Does it work with multisite?

Yes, subdomain and subfolder. Each site has its own modules, logs, and thresholds.

Can I use LoginArmor alongside Wordfence / iThemes Security / Solid Security?

Yes, but disable overlapping modules on one side to avoid double lockouts.

Where is the data stored?

Three custom tables in your own database: events, incidents, activity. Nothing leaves your server.

How do I migrate my configuration?

Settings are plain WordPress options. Export/import via WP-CLI or any standard options-sync tool.

Is there a pro version?

Not currently. LoginArmor is fully free and open source. GPL forever.

Where can I report bugs or request features?

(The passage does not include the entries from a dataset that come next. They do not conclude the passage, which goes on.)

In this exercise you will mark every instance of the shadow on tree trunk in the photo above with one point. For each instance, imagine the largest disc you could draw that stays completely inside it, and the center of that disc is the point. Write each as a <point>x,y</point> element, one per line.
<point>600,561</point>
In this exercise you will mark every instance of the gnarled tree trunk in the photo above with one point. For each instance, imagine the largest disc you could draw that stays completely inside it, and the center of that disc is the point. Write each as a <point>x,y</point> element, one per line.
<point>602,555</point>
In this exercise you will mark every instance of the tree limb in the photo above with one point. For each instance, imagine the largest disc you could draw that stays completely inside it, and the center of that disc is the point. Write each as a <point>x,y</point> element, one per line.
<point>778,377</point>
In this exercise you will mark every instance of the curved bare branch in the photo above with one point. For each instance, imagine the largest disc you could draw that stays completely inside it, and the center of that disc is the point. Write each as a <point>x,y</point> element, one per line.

Support forum: wordpress.org/support/plugin/login-armor/.

更新日志:

2.4.0 Feature release - request firewall, guided onboarding, fuller in-app docs. 2.3.0 Feature release - account-security hardening. 2.2.0 Feature release - the AI Security Briefing. 2.1.26 Fix: email/backup 2FA bouncing to "session expired" on browsers that don't return the verification cookie; the form now also carries the session token. Security unchanged. 2.1.25 Fix: email/backup two-factor verification rejected in some browsers (notably Chrome); the form is now uncached and authenticated by the signed same-site cookie. 2.1.24 Fix: fatal error during authenticator-app setup on hosts whose wp-config.php does not define AUTH_KEY (e.g. some Infomaniak installs). Existing setups unaffected. 2.1.23 Fix: 2FA login screen - "use a different method" links now work, expired/locked sessions explain themselves, and the setup button reports errors. 2.1.22 Fix: the Security Score now counts default-on modules (Brute Force, Detection). Display and scoring only. 2.1.21 Cleaner user-agent labels in the Events table. 2.1.20 Migration-aware Activity Log integrity (amber "Keys changed" instead of a false TAMPERED alarm), an XML-RPC blind-spot warning, and a complete French translation. 2.1.19 Clearer attack-type labels on incidents, translatable admin toasts, French translation of the visible tabs, and an integrity-badge verify fix. 2.1.18 Fix: bulk actions now work when incidents are all resolved; the attack-vector pill shows only for XML-RPC/REST. 2.1.17 Incidents now record and show the attack vector (XML-RPC / REST / login form) and support bulk resolve/ignore. 2.1.16 Plain-permalink fixes (Hide Login URL, REST allowlist), activity-log coverage for 2FA/registration/reset, and Honeypot on WooCommerce and frontend forms. 2.1.15 Fix: fatal TypeError when plugins (e.g. WP Fastest Cache) call WordPress URL builders with off-contract argument types. 2.1.14 Fix: the prevent_author_enum toggle no longer blocks the legitimate ?author=N filter in the wp-admin Posts/Pages lists. 2.1.13 Fix: silent 2FA failure on non-trailing-slash permalinks (e.g. /%postname%) - the verify cookie path mismatched the request path. 2.1.12 and earlier Bug fixes, security hardening and i18n across the 2.1.x and 2.0.x series (Hide Login host-awareness, CSP, lockout delivery, REST scope, IPv6, HTTP/2, Activity Log integrity), through the initial 2.0.0 release. Full per-version notes: CHANGELOG.md in the plugin folder.